A Commission on Judicial Performance document in the ethics case against Steven Bailey.

Steven Bailey, the former trial court judge and unsuccessful Republican attorney general candidate in 2018, has been barred from ever holding a judicial office in California again.

The Commission on Judicial Performance announced Wednesday it has censured Bailey for misconduct committed during his eight years on the El Dorado County bench, which ended with his 2017 retirement. The punishment is the most severe that the commission can level short of removing a sitting judge from office.

“We believe there is a very high probability that Judge Bailey will engage in future misconduct if he were to return to the bench,” commissioners wrote. “There is little likelihood of reform when a judge has engaged in multiple ethical violations on and off the bench during the entire course of his or her judicial career, fails to appreciate the impropriety of the misconduct, and continues to engage in the same conduct despite being advised of the ethical impropriety.”

Reached by text on Wednesday, Bailey called the censure “a political hit by a Democrat-dominated commission designed to damage me politically.” Bailey said he “sought, received, and followed ethics advice … that is now being second-guessed 10 years later.”

The majority of the commission’s 11 members were Democrats at the time they were appointed. The politicians and political bodies that appointed them—the governor, the Assembly speaker, the Senate Rules Committee and the California Supreme Court—are all Democrats or have Democratic majorities.

Asked for comment about Bailey’s claims, Gregory Dresser, the commission’s director and chief counsel, pointed to an exchange from the Jan. 30 hearing on the charges. Bailey had been asked by CJP Chairwoman Nanci Nishimura whether he believed the proceedings amounted to political retaliation.

“I’m not suggesting that,” Bailey said, according to a transcript of the hearing. “But in, you know, the height of a political campaign, when the commission staff … they file an accusation based on conduct that was at that point over six months old … there was almost no action other than letters from the commission staff up until I announced I was going to retire. And then all of a sudden, it went into hyperspeed.”

The California Supreme Court has the discretion to review the commission’s censure. Bailey did not respond to a question about whether he will ask the California Supreme Court to do so.

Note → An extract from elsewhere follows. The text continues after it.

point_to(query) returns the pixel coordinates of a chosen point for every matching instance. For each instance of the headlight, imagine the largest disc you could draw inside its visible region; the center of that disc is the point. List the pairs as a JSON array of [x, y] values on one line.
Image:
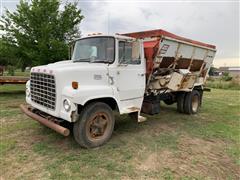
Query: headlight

Bailey was charged with 12 acts of wrongdoing, ranging from placing defendants in an alcohol monitoring program without publicly disclosing that the vendor employed his son to improperly using his judicial title to fundraise and campaign for attorney general.

Bailey said he received an ethics opinion in 2009 from the California Judges Association that concluded the then-judge did not have to include his son’s connection to the monitoring company as long as he did not testify in Bailey’s court. A three-judge panel of special masters that reviewed the disciplinary case against Bailey said the judge left out key information when seeking the opinion: that his son provided written monitoring reports to his court.

Bailey also argued he did not violate any canons barring judges from campaigning for other offices because he was conducting an exploratory, not an actual, campaign before he filed his official candidacy on Feb. 25, 2018. Bailey said that rules requiring him to take an unpaid leave of absence from the bench before campaigning for attorney general violated his First Amendment rights.

“The masters rejected these arguments, as do we,” the commission wrote. “Judge Bailey violated the Code of Judicial Ethics by soliciting contributions and conducting both an exploratory and actual campaign for nonjudicial office, and using the prestige of judicial office to do so.”